In ogni caso, continua Coen, “se davvero ha fatto” quello di cui è accusato oggi, “è veramente una stupidaggine. Forse - ipotizza - è qualcosa di psichico. Uno psicologo mi ha spiegato che il lavoro che gli hanno fatto era mirato proprio a distruggere la sua immagine di sé come grande bandito”. Forse, dunque, un lavoro di anni è riuscito a piegare Vallanzasca. Proprio lui che, come ha raccontato in un altro libro Carlo Bonini (”Il fiore del male”), nei tempi andati faceva i posti di blocco alla Comasina e rimandava i poliziotti disarmati in caserma, come ritorsione per le citofonate notturne di minaccia che sarebbero state fatte ai genitori. La Banda della Comasina, che imperversava negli anni Settanta a Milano scontrandosi con la gang di Francis Turatello, non esiste più da molto tempo. Il braccio destro di Vallanzasca, Antonio Colla, da taluni considerato l’anima nera della gang, lo scorso 15 marzo è morto schiantandosi contro un pilone a Basiano, nell’Est Milanese, in sella ad una moto di grossa cilindrata, insieme alla fidanzata.

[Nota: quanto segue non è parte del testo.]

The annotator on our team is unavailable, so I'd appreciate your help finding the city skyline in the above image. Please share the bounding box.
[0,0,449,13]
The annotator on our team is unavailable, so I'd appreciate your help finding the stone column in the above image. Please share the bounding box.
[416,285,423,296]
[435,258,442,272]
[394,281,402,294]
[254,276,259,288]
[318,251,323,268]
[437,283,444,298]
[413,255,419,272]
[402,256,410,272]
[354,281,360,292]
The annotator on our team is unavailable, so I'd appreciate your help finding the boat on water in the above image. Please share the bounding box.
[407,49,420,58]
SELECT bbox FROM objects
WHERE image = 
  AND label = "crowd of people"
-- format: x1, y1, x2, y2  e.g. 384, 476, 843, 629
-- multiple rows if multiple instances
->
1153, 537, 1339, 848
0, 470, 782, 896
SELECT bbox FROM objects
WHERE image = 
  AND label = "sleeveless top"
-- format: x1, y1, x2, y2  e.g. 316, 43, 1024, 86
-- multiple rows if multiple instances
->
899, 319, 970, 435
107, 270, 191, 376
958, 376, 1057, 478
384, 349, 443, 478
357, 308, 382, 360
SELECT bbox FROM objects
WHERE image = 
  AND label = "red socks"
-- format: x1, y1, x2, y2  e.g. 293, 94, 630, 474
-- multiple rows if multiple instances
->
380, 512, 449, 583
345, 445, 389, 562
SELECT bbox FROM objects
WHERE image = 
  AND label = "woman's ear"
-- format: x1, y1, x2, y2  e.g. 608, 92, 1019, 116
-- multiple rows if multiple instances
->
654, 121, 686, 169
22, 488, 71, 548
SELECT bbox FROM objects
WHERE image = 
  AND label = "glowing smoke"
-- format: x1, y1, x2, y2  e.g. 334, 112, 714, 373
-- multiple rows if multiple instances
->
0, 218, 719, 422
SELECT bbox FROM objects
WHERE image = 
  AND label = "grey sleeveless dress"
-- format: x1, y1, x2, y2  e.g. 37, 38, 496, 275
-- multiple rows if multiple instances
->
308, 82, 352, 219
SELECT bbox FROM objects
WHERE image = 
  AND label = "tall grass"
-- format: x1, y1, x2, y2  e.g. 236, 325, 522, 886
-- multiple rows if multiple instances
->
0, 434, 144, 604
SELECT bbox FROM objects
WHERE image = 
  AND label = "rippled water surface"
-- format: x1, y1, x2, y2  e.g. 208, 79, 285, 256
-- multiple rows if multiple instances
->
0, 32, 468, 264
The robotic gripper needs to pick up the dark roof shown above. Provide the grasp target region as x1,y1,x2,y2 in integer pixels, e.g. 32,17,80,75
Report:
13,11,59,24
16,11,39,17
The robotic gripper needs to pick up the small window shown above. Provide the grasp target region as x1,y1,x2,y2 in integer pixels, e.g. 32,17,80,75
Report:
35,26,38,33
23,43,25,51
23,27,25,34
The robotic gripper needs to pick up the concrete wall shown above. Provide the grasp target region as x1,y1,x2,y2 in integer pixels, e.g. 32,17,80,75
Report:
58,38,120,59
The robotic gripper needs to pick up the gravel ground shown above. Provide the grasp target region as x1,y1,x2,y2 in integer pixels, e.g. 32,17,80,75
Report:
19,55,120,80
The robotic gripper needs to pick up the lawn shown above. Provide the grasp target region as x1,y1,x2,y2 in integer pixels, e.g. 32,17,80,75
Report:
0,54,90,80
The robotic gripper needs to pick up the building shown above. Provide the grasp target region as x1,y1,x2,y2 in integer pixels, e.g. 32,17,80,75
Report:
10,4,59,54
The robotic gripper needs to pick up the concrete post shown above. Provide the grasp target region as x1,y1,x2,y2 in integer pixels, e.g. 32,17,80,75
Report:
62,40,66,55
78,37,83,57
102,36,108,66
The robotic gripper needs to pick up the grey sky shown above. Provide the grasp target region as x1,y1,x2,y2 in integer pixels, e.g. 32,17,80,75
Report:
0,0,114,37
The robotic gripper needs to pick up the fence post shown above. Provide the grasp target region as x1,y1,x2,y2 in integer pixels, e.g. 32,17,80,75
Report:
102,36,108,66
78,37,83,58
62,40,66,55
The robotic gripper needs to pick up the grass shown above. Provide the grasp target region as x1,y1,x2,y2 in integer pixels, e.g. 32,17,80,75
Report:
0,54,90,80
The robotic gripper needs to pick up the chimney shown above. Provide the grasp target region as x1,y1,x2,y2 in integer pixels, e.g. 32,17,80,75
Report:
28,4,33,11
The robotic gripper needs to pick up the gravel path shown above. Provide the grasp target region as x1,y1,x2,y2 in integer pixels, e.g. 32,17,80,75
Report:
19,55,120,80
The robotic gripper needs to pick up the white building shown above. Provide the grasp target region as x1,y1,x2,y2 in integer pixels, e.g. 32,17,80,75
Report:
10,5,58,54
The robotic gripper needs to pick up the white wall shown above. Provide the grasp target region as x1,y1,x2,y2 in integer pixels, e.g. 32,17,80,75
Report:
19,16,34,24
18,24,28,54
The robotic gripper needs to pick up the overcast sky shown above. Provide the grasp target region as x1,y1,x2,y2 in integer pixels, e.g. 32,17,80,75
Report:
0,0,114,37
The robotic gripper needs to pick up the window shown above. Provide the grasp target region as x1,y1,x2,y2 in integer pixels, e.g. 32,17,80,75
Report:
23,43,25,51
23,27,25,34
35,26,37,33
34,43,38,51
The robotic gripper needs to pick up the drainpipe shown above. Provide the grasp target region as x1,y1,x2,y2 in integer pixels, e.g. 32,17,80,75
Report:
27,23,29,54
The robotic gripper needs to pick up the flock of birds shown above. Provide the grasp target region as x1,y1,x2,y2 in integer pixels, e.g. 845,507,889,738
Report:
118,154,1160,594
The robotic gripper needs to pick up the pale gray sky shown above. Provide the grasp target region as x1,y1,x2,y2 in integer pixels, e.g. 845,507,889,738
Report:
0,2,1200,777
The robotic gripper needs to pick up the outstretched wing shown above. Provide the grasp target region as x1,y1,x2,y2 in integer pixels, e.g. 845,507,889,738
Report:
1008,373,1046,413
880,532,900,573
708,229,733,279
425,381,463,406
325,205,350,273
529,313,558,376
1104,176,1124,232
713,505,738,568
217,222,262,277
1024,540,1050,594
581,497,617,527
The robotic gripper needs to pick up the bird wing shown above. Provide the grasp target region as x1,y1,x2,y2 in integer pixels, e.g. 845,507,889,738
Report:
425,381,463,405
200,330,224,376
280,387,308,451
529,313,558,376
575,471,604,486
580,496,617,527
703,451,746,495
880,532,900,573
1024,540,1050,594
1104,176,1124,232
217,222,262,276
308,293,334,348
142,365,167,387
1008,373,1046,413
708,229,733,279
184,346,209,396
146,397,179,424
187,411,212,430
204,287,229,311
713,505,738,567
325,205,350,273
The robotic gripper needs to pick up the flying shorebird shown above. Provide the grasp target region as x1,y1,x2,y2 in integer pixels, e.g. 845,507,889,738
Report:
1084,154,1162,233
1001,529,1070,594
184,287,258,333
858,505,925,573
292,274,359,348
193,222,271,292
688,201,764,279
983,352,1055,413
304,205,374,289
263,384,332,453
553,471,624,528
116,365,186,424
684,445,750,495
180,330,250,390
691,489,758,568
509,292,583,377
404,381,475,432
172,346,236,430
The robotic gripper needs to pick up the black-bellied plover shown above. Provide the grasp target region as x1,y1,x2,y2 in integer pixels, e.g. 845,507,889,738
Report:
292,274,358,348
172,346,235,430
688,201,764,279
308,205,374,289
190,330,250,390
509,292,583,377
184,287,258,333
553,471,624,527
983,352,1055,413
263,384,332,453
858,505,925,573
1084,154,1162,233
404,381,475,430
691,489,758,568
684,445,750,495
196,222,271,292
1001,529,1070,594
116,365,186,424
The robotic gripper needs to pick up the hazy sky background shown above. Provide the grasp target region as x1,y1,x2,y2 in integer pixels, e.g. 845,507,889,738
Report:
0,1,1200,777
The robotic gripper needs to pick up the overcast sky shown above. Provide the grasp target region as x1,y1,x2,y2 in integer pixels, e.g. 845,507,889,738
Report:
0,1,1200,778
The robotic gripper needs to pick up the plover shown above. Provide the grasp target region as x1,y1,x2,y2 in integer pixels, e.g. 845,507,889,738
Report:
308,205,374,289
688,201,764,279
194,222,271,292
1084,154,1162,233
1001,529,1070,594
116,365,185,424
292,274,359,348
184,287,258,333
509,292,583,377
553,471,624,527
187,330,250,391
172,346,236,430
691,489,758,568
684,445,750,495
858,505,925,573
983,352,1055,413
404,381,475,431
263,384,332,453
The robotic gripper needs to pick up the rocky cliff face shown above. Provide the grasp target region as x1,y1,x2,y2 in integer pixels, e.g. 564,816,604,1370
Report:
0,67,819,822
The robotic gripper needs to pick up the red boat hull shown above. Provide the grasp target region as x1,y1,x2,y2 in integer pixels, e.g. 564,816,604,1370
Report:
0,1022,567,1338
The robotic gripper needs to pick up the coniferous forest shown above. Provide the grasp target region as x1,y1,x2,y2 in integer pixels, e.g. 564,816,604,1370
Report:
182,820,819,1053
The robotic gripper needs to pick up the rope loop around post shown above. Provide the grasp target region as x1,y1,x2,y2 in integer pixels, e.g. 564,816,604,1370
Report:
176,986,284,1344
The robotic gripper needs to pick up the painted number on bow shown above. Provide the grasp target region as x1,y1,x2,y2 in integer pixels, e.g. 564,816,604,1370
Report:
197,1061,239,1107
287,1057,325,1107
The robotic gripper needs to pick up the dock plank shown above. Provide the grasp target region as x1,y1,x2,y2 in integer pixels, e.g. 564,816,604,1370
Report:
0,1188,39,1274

Vallanzasca, che ha alle spalle una quarantina d’anni di galera scontati anche per il reato di omicidio, come quello di due agenti della Polstrada avvenuto nel 1977 nei pressi del casello di Dalmine, nella Bergamasca, ha chiesto ripetutamente la grazia, invano. Sia come sia, ora l’ex Bel René, protagonista di imprese criminali che sono rimaste nella memoria collettiva dei milanesi, come l’evasione del 1987 e l’intervista in esclusiva, da latitante, concessa a Umberto Gay di Radio Popolare, dovrà fare i conti con lo sgretolamento di un mito costruito nei decenni. Un mito che, se l’episodio di ieri sera sarà confermato, Vallanzasca potrebbe aver deciso di distruggere con le sue stesse mani.